HealthDay News—Adenovirus-based vaccines can generate strong, broad, long-lasting, and functional T cell responses against hepatitis C virus (HCV) in healthy people, according to a study published in the Jan. 4 issue of Science Translational Medicine.

Eleanor Barnes, MD, of the University of Oxford in the United Kingdom, and colleagues used a recombinant adenoviral vector strategy in a Phase 1 trial of an HCV vaccine in healthy human volunteers. Two adenoviral vectors expressing NS proteins from HCV genotype 1B were constructed based on rare serotypes (human adenovirus 6 and chimpanzee adenovirus 3).
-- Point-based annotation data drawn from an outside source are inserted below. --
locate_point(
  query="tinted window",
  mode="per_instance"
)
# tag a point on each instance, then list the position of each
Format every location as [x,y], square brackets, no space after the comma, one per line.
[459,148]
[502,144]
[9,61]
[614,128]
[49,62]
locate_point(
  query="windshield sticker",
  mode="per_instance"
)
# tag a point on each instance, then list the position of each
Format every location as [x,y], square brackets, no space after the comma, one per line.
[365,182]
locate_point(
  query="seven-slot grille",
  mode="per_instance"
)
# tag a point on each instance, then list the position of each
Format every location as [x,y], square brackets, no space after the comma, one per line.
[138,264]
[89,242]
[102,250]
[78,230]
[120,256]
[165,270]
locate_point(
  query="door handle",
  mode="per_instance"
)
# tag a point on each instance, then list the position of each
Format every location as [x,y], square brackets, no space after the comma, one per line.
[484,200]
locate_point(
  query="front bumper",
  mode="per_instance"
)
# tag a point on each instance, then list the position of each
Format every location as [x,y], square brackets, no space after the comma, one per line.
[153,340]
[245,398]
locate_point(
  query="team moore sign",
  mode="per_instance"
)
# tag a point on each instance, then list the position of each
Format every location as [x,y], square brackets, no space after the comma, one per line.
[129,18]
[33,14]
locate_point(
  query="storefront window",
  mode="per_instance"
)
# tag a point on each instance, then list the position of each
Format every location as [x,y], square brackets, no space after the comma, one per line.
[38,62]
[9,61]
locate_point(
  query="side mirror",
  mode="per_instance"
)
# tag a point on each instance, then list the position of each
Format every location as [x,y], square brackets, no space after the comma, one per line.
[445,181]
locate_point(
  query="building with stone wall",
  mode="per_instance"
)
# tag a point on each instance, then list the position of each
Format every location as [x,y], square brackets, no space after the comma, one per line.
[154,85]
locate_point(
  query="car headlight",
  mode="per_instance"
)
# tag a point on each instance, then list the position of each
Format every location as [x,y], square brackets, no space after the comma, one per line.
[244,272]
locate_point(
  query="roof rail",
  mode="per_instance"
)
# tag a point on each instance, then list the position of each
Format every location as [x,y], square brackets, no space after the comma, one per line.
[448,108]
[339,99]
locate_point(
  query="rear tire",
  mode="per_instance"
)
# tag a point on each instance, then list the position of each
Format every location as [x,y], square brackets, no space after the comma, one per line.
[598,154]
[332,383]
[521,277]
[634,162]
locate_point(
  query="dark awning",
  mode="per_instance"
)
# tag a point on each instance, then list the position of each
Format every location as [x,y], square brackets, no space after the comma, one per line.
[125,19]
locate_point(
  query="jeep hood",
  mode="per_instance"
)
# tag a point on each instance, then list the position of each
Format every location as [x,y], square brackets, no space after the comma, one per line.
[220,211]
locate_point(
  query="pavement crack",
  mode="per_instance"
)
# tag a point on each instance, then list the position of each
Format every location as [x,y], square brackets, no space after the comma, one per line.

The researchers found that both of the vectors primed T cell responses against HCV proteins. The T cell responses targeted multiple proteins and were capable of recognizing heterologous strains (genotypes 1A and 3A). HCV-specific T cells included both CD4+ and CD8+ T cell subsets and secreted interleukin-2, interferon-gamma, and tumor necrosis factor-alpha. The T cell response could be sustained for at least a year after boosting with the heterologous adenoviral vector. Examination using major histocompatibility complex peptide tetramers revealed T cells (central and effector) that retained polyfunctionality and proliferative capacity.

“These data indicate that an adenoviral vector strategy can induce sustained T cell responses of a magnitude and quality associated with protective immunity and open the way for studies of prophylactic and therapeutic vaccines for HCV,” the authors write.

Several authors disclosed financial ties to pharmaceutical companies.